聖堂1棟 県指定文化財(建造物) 昭和41年3月22日指定。
聖像画19点 市指定文化財(絵画)平成3年9月3日指定。
所在地 大館市曲田字曲田80。 明治25年(1892)に曲田地区の豪農であった畠山市之助によって、東京・神田にあるニコライ堂を模して「曲田福音聖堂」として建てられた、日本最古の木造ビザンチン様式の教会堂である。
本来煉瓦造りまたは石造りだが、北鹿ハリストス正教会では秋田杉が使われている。建物内の天井部分はドーム型になっており、これは秋田杉の加工という面において、現在の技術でも大変難しいといわれている。また外から見ても分かるように建物自体が十字架の形をしている。
内部を見ると、聖障と聖所正面ドアの取手金具座金に「CORBIN US」の 陽刻銘があり、アメリカ製であることが認められる。シャンデリアはロシア製で、日露戦争当時松山の俘虜収容所内の聖堂にあったものである。
総体的に、明治時代の木造の擬洋風建築として文化的な価値が高いと同時に、このような東北地方の農村にまで分布したハリストス正教会の会堂遺構として地方的意義のあるものである。
教会堂には、正規の洋画教育を受けた、日本最初の女流洋画家山下りんの聖像画(イコン)が飾られている。34~35歳頃の作品であるとされ、教会内の19 点のうち18 点が彼女の作品といわれている。山下りんの描くイコンは、近代日本の黎明期に於ける洋画法を用いた例としてルネサンス初期のイタリア画家の手法が感じられ、美しい色あいと優しくやわらかい表現が大変高い評価を受けている。
【山下りんのイコン】
この会堂内部正面にはハリストス(キリスト)やマリア、天使、福音記者などの油彩のイコンが整然と設置されており、美術的にも貴重な存在である。イコンとはギリシャ語で「像」の意味であり、「神の国を伝えるイメージ」である。曲田会堂のイコンはこの会堂に合わせてイリナ山下りんが描いたものである。
山下りん(洗礼名 イリナ)は、安政4年(1857)上州笠間(現茨城県笠間市)で生まれた。 明治10年(1877)、20歳の時創立まもない上野の工部美術学校に学び、正規の洋画教育を受けた日本で最初の女流洋画家として注目されている。絵画科の教授フォンタネージュ(イタリア王立トリノ美術学校教授)から指導を受け、才能を伸ばしていく。
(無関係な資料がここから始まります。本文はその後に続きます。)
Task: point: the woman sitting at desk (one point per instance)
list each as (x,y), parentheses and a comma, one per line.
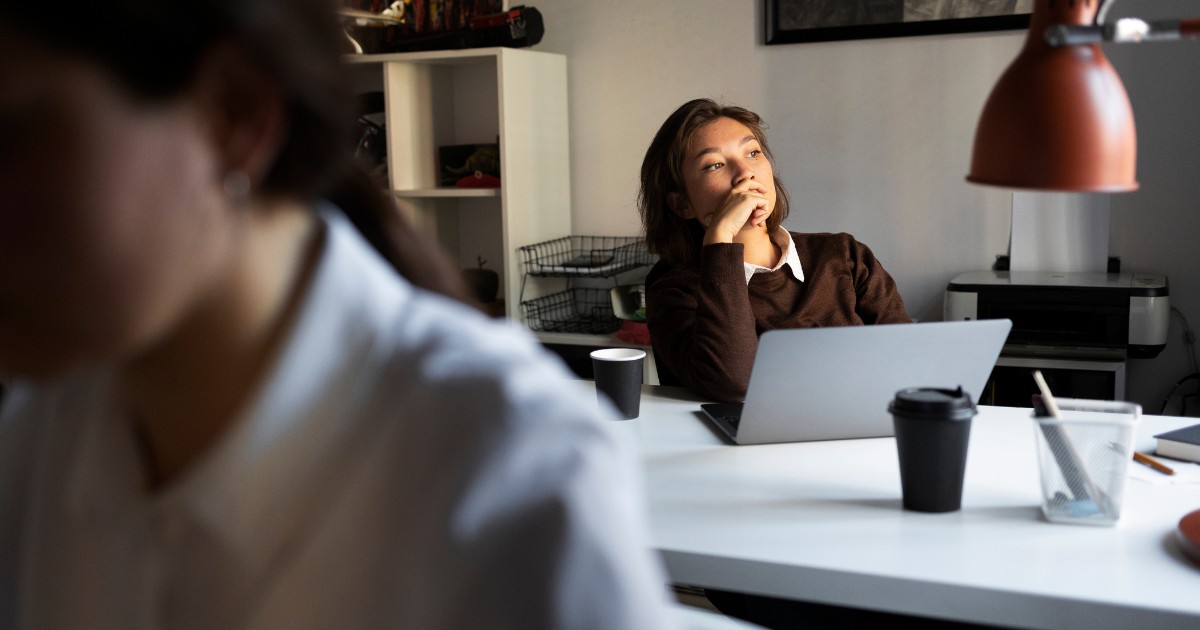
(234,400)
(712,209)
明治13年12月~16年4月の2年間、ニコライに薦められて単身ペテルスブルグ(旧レニングラード)の女子修道院に留学。イコンを学びながら、エルミタージュ美術館にも通い、イタリア・ルネッサンスの宗教絵画も学ぶ。帰国後、東京神田駿河台の女子神学校の宿舎に住みながら日本正教会のために多くのイコンを手がけるが、大正7年に故郷の笠間に帰り、昭和14年(1939)1月26日82年の生涯を閉じる。彼女の作品はイコンという特異な分野での作品であるが、ルネッサンス初期のイタリア画家の手法も感じられ、女性らしい柔らかい感情のこもった表現は美術家の中でも高く評価されている。
曲田会堂のイコンは、明治24年~25年の製作で、彼女が35歳の時であり、ロシア留学から帰国して8年後のことであった。同時期の作品として明治24年ロシア皇太子ニコライが訪日した時に献上された「主の復活」がある(現エルミタージュ美術館蔵)。